View of others: They perceive others as too casual, often irresponsible, self-indulgent, or
incompetent. They liberally apply the “shoulds” to others in an attempt to shore up their own
weaknesses.
Beliefs: In the serious obsessive–compulsive disorder, the core be liefs are “I could be
overwhelmed,” “I am basically disorganized or dis oriented,” “I need order, systems, and rules in
order to survive.” Their conditional beliefs are “If I don’t have systems, everything will fall apart,”
“Any flaw or defect in performance will produce a landslide,” “If I or others don’t perform at the
highest standards, we will fail,” “If I fail in this, I am a failure as a person,” “If I have a perfect system, I
will be successful/happy.” Their instrumental beliefs are imperative: “I must be in control,” “I must do
virtually anything just right,” “I know what’s best,” “You have to do it my way,” “Details are crucial,”
“People should do better and try harder,” “I have to push myself (and others) all the time,” “People
should be criticized in order to prevent future mistakes.” Frequent automatic thoughts tinged with
criticalness are “Why can’t they do it right?” or “Why do I always slip up?”

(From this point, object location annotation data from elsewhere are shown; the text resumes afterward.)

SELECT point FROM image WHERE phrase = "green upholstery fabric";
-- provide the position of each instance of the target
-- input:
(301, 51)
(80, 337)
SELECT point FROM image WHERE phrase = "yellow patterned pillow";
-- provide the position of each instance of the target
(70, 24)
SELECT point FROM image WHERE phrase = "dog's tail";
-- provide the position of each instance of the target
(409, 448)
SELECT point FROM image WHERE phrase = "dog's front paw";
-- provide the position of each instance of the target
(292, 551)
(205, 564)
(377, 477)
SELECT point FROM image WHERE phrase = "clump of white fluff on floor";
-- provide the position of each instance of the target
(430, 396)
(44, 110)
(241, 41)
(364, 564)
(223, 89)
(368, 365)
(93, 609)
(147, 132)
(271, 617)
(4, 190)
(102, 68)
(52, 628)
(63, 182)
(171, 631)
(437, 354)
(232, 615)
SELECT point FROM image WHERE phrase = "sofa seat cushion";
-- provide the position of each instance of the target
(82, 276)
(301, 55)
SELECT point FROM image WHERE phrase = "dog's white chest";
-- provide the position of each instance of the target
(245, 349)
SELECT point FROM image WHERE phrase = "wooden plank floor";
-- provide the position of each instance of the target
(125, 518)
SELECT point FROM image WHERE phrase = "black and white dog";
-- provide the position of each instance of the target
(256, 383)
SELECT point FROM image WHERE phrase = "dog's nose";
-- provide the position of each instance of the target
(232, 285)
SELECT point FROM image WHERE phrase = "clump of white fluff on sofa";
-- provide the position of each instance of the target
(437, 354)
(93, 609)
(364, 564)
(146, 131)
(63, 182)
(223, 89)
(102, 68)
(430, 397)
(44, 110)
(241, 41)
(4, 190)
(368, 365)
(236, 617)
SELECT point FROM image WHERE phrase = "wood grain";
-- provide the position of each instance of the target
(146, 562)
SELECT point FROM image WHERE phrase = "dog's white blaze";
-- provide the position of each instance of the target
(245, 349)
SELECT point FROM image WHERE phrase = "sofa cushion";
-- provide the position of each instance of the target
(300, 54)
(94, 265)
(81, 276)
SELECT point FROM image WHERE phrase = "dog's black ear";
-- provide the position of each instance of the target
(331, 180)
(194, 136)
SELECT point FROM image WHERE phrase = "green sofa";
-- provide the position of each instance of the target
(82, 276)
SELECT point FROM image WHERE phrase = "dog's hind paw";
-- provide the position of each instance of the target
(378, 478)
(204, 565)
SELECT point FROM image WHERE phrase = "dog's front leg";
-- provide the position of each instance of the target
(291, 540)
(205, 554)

Threats: The main threats are flaws, mistakes, disorganization, or imperfections. They tend to
“catastrophize” that “things will get out of control” or that they “won’t be able to get things done.”
Strategy: Their strategy revolves around a system of rules, standards, and “shoulds.” In applying
rules, they evaluate and rate other people’s performance as well as their own. In order to reach their
goals, they try to exert maximum control over their own behavior and that of others involved in
carrying out their goals. They attempt to assert control over their own behavior by “shoulds” and
self-reproaches, and over other people’s behavior by overly directing, or disapproving and punishing
them. This instrumental behavior amounts to coercing and slave driving themselves or others. Affect:
Because of their perfectionistic standards, these individuals are particularly prone to experience
regrets, disappointment, and anger toward themselves and others. The affective response to their
anticipation of substandard performance is anxiety or anger. When serious “failure” does occur, they
may become depressed.
THINKING STYLES
“miss the forest for the trees.”
These persons focus so much on details that they miss the overall pattern; for example, a person
with this disorder may decide on the basis of a few flaws in another person’s performance that the
other person has failed, even though the flaws may have simply represented some variations in an
overall successful performance. Further, in contrast to histrionics, people with obsessive–compulsive
personality disorder tend to minimize subjective experiences. Thus, they deprive themselves of some
of the richness of life and of access to feelings as a source of information that enhances the
significance of important events.
OSD cases
a perfectionistic computer programmer worked diligently at her job, but with little
satisfaction from the work. She was under pressure at work due to late completion of tasks,
and generally isolated from others because of working late into the evening and on
weekends, trying to get work done according to her “standards.” Her compulsive personality
traits had previously been rewarded in school, as teachers gave her the best grades, the most
attention, and the highest awards for outstanding performance based on her neat, perfect
work.
Another patient, a 66-year-old military veteran with both obsessive–compulsive and
dependent personality disorders, stated, “The best time of my life was in the army. I didn’t
have to worry about what to wear, what to do, where to go, or what to eat.” His rule
orientation and compliance with orders facilitated a successful career in military service but
made civilian adjustment more challenging.